How do we encrypt lucene's database so that only the client application can access lucene's index and a prying user can't take a full text dump of the index?
One way of doing this, we thought, was if the lucene index could be stored on an encrypted file system within a file (something like truecrypt). So the desktop application would "mount" the file containing the lucene indexes.
And this needs to be cross platform (Linux, Windows)...We would be using Qt or Java to write the desktop application.
Is there an easier/better way to do this?
[This is for a client. Yes, yes, conceptually this is bad thing :-) but this is how they want it. Basically the point is that only the Desktop application should be able to access the lucene index and no one else. Someone pointed that this is essentially DRM. Yeah, it resembles DRM]

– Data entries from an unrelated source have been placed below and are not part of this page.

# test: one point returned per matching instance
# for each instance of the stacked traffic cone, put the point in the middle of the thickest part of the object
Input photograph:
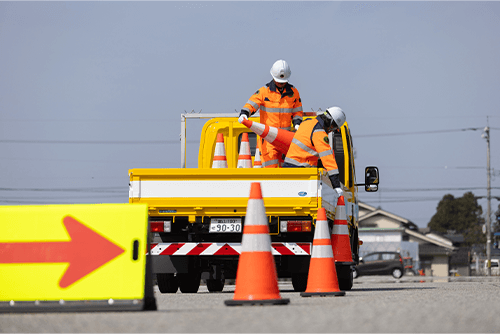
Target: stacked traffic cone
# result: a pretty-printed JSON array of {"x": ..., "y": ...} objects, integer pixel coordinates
[
  {"x": 341, "y": 244},
  {"x": 245, "y": 158},
  {"x": 256, "y": 278},
  {"x": 281, "y": 139},
  {"x": 220, "y": 160},
  {"x": 257, "y": 163},
  {"x": 322, "y": 279}
]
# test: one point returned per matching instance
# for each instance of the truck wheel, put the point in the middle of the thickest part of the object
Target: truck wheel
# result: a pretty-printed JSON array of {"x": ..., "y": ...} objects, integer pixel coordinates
[
  {"x": 397, "y": 273},
  {"x": 215, "y": 285},
  {"x": 299, "y": 281},
  {"x": 167, "y": 283},
  {"x": 190, "y": 282},
  {"x": 345, "y": 277}
]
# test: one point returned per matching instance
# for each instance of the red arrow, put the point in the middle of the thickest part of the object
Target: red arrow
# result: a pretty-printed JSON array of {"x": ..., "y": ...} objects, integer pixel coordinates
[{"x": 85, "y": 252}]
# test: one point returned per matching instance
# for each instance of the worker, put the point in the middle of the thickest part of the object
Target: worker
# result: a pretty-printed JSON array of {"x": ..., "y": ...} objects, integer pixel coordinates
[
  {"x": 311, "y": 142},
  {"x": 280, "y": 107}
]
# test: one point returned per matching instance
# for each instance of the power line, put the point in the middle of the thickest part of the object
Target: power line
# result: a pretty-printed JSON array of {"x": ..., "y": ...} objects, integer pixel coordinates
[
  {"x": 91, "y": 190},
  {"x": 95, "y": 142},
  {"x": 432, "y": 189},
  {"x": 415, "y": 133}
]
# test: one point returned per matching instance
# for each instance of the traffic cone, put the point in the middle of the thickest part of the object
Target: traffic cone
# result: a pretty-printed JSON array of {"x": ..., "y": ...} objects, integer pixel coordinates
[
  {"x": 256, "y": 278},
  {"x": 341, "y": 244},
  {"x": 245, "y": 158},
  {"x": 257, "y": 163},
  {"x": 322, "y": 278},
  {"x": 220, "y": 160},
  {"x": 281, "y": 139}
]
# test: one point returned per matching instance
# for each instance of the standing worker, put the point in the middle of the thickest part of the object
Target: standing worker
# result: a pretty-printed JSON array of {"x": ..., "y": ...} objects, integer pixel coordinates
[
  {"x": 280, "y": 107},
  {"x": 311, "y": 142}
]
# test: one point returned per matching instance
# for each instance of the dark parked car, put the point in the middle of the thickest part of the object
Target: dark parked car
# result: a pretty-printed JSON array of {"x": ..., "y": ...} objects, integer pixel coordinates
[{"x": 380, "y": 263}]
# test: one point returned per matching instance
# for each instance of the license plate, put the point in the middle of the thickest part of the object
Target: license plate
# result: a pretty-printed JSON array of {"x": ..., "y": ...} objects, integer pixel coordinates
[{"x": 225, "y": 225}]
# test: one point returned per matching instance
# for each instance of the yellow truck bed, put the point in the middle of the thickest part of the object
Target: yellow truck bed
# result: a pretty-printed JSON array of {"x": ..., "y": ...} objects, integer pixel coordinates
[{"x": 206, "y": 192}]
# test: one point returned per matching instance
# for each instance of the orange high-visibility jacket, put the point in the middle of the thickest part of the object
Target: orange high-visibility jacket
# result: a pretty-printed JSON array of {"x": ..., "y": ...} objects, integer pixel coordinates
[
  {"x": 276, "y": 109},
  {"x": 310, "y": 143}
]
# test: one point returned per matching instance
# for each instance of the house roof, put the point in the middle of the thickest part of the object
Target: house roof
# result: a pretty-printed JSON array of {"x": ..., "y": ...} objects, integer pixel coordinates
[
  {"x": 374, "y": 212},
  {"x": 409, "y": 228}
]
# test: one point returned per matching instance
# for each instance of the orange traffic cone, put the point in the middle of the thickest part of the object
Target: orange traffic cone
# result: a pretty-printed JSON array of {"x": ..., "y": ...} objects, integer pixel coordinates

The problem here is that you're trying to both provide the user with data and deny it from em, at the same time. This is basically the DRM problem under a different name - the attacker (user) is in full control of the application's environment (hardware and OS). No security is possible in such situation, only obfuscation and illusion of security.
While you can make it harder for the user to get to the unencrypted data, you can never prevent it - because that would mean breaking your app. Probably the closest thing is to provide a sealed hardware box, but IMHO that would make it unusable.
Note that making a half-assed illusion of security might be sufficient from a legal standpoint (e.g. DMCA's anti-circumvention clauses) - but that's outside SO's scope.